However, we might be surprised to find that females are taller! We basically dont really know for certain and cant
presume. Hence we use a two-tailed test (SPSS sets this as default in the test windows we use to choose the t-test
below see if you can find where it is!).

>> On occasions in science and medicine, we are certain that the difference is only active in one direction we could
use a one-tailed test. This is most commonly used in biological experiments where only one direction is physically/
physiologically possible.

So, we only use one-tailed test in controlled experimental circumstances where we are certain of the direction of
the difference under examination. An example of a one-tailed, one-sample t-test would be where we are testing a
group sample mean to see if it higher than a standard value e.g. testing exam results for a Phase 1 cohort (say a
mean of 68.2%) in relation to the pass mark of 50%).

Step 2. Carrying out the test

>> It is pretty simple to carry this out in SPSS but you do need to take care to have cleaned your data and to choose
the correct variables for your question.

>> Our question is the alternative hypothesis above. However, we know that height is affected by age as well - so we
could split the file by our young-old age groups as well. Maybe try this afterwards and see if it makes a difference.

>> You will find the Independent-Samples T Test in the Analyze => Compare Means option.

>> In the t-test, you define the test variable as HH.Height and the grouping variable as HH.Sex. It is necessary to
state the values of the grouping variable by defining the two possible values to be used in the t-test. In this case it is
1 = Male, 2 = Female.

>> Leave the rest of the options as the default (take a look and see what these are, but dont touch anything).

>> The results for this analysis are on the next page (remember your final data results may look slightly different if
you have been playing with the dataset).

You will note in the top table in the SPSS output that the men have a higher mean height than women in this dataset
can you see by how much taller they are on average? Now we need to see what the test results are:

Research Skills Instructions, March 2017 Page 33


QUESTION 1:
What does Levenes Test for Equality of Variances and Equal variances mean and how do I choose which row of
the results to quote as the result?
ANSWER re Levenes Test:

Levenes is corrective test is applied automatically by SPSS to correct for the effect that unequal variances (spread of
data distribution) between our two groups (Male and Female) might have.

This is just like other statistical tests of difference that you have come across so far. The F test value gives a p value
(Sig) for our data. If the significance value for Levenes test is high (conventionally greater that 0.05) we use the
results that assume equal variances for both groups (i.e. there is no difference in the variances between the groups).

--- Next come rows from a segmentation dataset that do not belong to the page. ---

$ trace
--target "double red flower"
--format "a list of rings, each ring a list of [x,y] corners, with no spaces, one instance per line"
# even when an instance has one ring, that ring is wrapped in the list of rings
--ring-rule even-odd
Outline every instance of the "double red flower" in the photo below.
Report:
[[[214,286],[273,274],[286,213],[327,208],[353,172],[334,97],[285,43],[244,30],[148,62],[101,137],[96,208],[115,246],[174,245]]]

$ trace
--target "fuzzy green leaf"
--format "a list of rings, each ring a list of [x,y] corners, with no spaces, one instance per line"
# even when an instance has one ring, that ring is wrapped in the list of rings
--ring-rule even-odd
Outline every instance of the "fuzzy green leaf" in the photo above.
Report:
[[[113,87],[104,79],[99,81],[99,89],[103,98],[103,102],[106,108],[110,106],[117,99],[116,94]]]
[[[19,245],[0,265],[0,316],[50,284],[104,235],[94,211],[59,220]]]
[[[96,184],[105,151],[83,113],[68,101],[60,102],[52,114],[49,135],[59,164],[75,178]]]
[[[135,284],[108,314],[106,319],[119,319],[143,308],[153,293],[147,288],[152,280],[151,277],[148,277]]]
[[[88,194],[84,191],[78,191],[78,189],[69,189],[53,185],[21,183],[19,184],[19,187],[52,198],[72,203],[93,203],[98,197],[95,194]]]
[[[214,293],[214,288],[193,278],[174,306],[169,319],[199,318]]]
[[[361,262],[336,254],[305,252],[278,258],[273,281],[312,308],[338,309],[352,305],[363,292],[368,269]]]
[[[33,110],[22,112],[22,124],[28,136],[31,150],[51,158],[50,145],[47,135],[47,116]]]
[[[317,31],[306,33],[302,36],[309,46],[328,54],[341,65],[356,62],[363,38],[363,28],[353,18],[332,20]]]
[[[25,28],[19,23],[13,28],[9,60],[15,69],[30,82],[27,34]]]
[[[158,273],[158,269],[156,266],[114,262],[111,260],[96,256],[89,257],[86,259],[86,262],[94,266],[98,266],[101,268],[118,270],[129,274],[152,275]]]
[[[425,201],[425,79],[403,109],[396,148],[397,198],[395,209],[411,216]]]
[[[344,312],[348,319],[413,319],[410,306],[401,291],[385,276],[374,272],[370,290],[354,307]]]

If you remember, variance is a measure of the spread of the variable and if p >0.05, then that would mean that the
data variance for height in both male and female in this dataset is similar enough and we can use the top answers in
the table for the t-test result (i.e. the crude t-test results).

Why bother with Levenes test?


Variance differences between the groups of the grouping variable can influence our test results so that if there is a
significant difference between the groups using Levenes test (F gives Sig <0.05), then it is sensible to use the
correction Equal variances not assumed and these results should be quoted instead. Note the df also changes
(decreases) in these results as corrections have been applied to the analysis.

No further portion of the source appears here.